Between 2003 and 2012, I worked for IQ Producciones de Morelos, where I collaborated mostly as chief 3d animator and translator in the production of a total of 1217 episodes of the TV programs on artistic promotion Artemisa; A Ciencia Cierta, on scientific divulgation, and Haciendas y Conventos de México, the largest existing video documentation of Mexico's architectural heritage, from the begining of the colonial age until the end of the Mexican Revolution. These programs were sponsored by Bancomer and transmited between the years 2002 and 2011, both on open TV signal as in the local 6 cable channel Cablemás Morelos.

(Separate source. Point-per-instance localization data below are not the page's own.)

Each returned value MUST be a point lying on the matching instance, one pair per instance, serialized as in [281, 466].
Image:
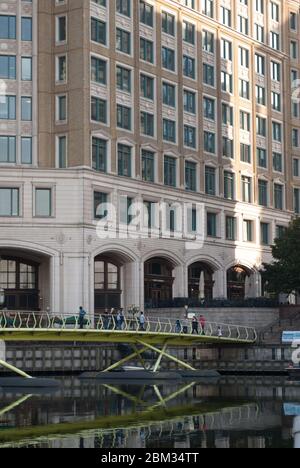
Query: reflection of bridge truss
[155, 420]
[155, 335]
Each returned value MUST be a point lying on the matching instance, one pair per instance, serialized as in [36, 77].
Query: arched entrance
[158, 280]
[107, 283]
[237, 277]
[201, 282]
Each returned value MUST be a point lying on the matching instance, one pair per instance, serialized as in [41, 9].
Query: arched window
[19, 279]
[236, 282]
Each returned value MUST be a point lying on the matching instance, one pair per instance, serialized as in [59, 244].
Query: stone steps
[274, 334]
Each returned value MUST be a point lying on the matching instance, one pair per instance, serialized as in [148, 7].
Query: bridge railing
[109, 323]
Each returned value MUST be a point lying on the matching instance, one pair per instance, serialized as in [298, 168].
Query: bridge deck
[106, 329]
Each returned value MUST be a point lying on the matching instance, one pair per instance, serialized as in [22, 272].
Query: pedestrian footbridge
[156, 334]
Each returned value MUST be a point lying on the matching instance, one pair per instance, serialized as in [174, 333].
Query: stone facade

I also made or directed most of the documentary research for our programs, translated to Spanish all the scientific documentation and wrote the scripts for our animated capsules. My responsibilities also included providing technical support on TV edition software and hardware issues to our postproduction team, as well as creating the cartographic database that served both to locate unregistered colonial monuments as well as to plan the scouting routes for our field team.
Between 2007 and 2010, I participated in the creation of content for Bancomer's CCTV channel. This consisted of 172 one minute long capsules on the subjects of Mexico's architectural heritage, preparations for the Beijing 2008 Olympic games and a series of 52 animations on the Bicentennial of Mexico's Independence.
In the year 2010 I taught the course on Adobe Photoshop, by invitation of the Faculty of Architecture of the Universidad Autónoma del Estado de Morelos, in Cuernavaca.
From 2011 I am active in the plastic arts again, to which I dedicate myself full time since 2012.